| Dla kogo ten fotel? Będzie konkurs? | z cyklu • EKONOMIA • SMUTNE, ALE ... KASA RZĄDZĄ (NIE) SPŁYWA DO ZALEWU (NR 4) 20.01.2012PBW, DK Dwa światy. Tak w wielkim uproszczeniu można określić tereny gminy Radzymin, przez które płynie rzeka Rządza oraz tereny przylegające do Zalewu Zegrzyńskiego w innych gminach. W Nieporęcie powstały niedawno pomosty, całoroczne restauracje i kąpieliska. Plaże w Zegrzu, Jachrance czy nawet pobliskiej Ryni w upalne wakacyjne dni pękają w szwach. Czasami jest tak ciasno, że nie ma miejsca, aby rozłożyć koc lub leżak. Za to brzegi Rządzy poza nielicznymi miejscami znanymi tubylcom w tym czasie świecą pustkami. A przecież można byłoby pomyśleć o miejscu na grilla i koszu na śmiecie. Na razie bez złotego piasku czy budki z kurczakiem z rożna. Każda zainwestowana złotówka w niedługim czasie mogłaby przynieść wymierne korzyści. Trzeba tylko trochę chęci i zaangażowania. Może warto byłoby o tym pomyśleć bardziej globalnie i kompleksowo? Postawić jakiś cel, ku któremu zmierzałaby gmina Radzymin turystycznie zagospodarowując teren? I może wraz z nim pojawiliby się chętni na wydawanie pieniędzy, inwestycje i tworzenie lokalnych miejsc pracy.
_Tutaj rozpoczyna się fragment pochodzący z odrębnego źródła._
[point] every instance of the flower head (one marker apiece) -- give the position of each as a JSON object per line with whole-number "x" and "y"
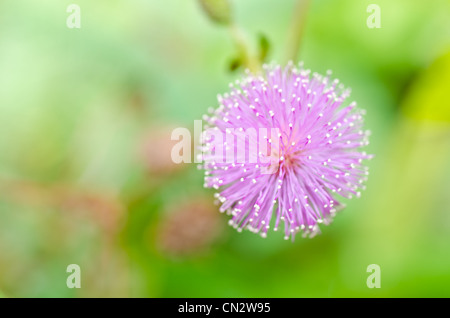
{"x": 307, "y": 156}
Oczywiście ciężko jest konkurować z hotelami lub ośrodkami wypoczynkowymi już istniejącymi nad Zalewem Zegrzyńskim i w jego okolicach. Od czegoś jednak trzeba przynajmniej próbować zacząć! Można postawić na ciszę i przyrodę. Jest wielu ludzi, którzy potrzebują z dala od miejskiego zgiełku w ciszy odpocząć. Gmina Radzymin jest największą gminą na Mazowszu. Wzorem Amerykanów można wmurować w ziemię grille z betonu, których nie zniszczą wandale. Zagospodarować nawet trochę teren dla nas samych, mieszkańców na początek?
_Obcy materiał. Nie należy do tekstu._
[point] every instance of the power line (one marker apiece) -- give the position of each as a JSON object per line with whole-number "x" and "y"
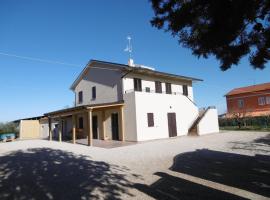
{"x": 38, "y": 59}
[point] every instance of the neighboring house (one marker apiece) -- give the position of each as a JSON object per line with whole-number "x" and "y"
{"x": 249, "y": 101}
{"x": 130, "y": 103}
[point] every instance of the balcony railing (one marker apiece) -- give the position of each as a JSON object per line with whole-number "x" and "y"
{"x": 163, "y": 92}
Aktualny stan, niestety, nie zachęca do odwiedzin ziemi radzymińskiej. Wręcz przeciwnie! Może nawet zniechęcić każdego, kto chciałby oderwać się od codzienności w mieście. Oczywiście można powiedzieć, że mamy piękną przyrodę. Oportuniści stwierdzą z pewnością, że nie każde "dzikie" miejsce powinno być zagospodarowane. Niestety, jest znacznie gorzej niż tylko "bez planu".
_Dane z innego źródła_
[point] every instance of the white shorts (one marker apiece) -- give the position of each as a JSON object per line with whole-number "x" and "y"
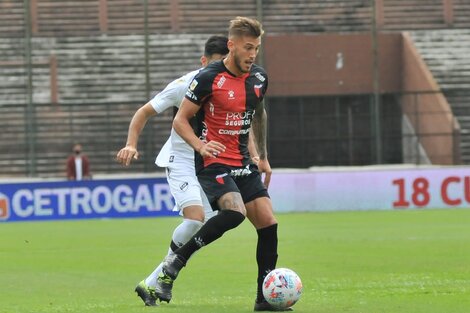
{"x": 185, "y": 188}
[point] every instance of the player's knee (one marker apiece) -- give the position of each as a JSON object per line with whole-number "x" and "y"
{"x": 232, "y": 201}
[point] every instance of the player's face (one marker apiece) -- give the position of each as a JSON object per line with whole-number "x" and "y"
{"x": 245, "y": 49}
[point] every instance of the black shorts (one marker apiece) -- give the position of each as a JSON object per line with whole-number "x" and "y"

| wodna kolekcja niedaleko Załubic | Miejsca na potencjalnego grilla zostały zarzucone śmieciami w takich ilościach, że nawet gdyby istniały, przygotowane paleniska byłyby miejscami odstraszającymi. Co najgorsze, nie można tu tylko mówić o pojedynczych puszkach czy butelkach po napojach różnorakich dryfujących w wodzie lub leżących wzdłuż brzegu rzeki. Normą nad Rządzą jest wyrzucanie wszystkiego, co zalega w domach i na działkach. Worki pełne śmieci rzucone do wody lub zakopane tuż obok niej, fotel obrotowy, muszla klozetowa (patrz galeria) to nie jedyne z rzeczy, jakie można zobaczyć spacerując wzdłuż głównej radzymińskiej rzeki. Co bardziej "ekologiczni" mieszkańcy palą nad rzeką śmieci przy okazji zatruwając i glebę, i powietrze. Jakby tego było mało, niektórzy postanowili zrobić sobie "kompostowniki nad ruczajem". Skoszona trawa, gałęzie, liście, a więc wszystko to, co zostanie po jesiennych porządkach w prywatnych ogrodach, wyrzucane jest nad rzekę. Bez ryzyka można powiedzieć - jeden wielki śmietnik. Przesada? W przedświątecznym tygodniu zrobiliśmy zdjęcia. Mogło być ich znacznie więcej. Zapraszamy do galerii poświeconej naszej jedynej gminnej rzece. Nikomu nie uśmiecha się biwakować wśród sterty śmieci. Zanim jednak zaczniemy urządzać zaplecze turystyczne, należy pomyśleć o wielkim sprzątaniu nad Rządzą. I zająć się problemem, który wynika z nas samych, czego przykładem są widoczne na zdjęciach w rzece sedes i fotel.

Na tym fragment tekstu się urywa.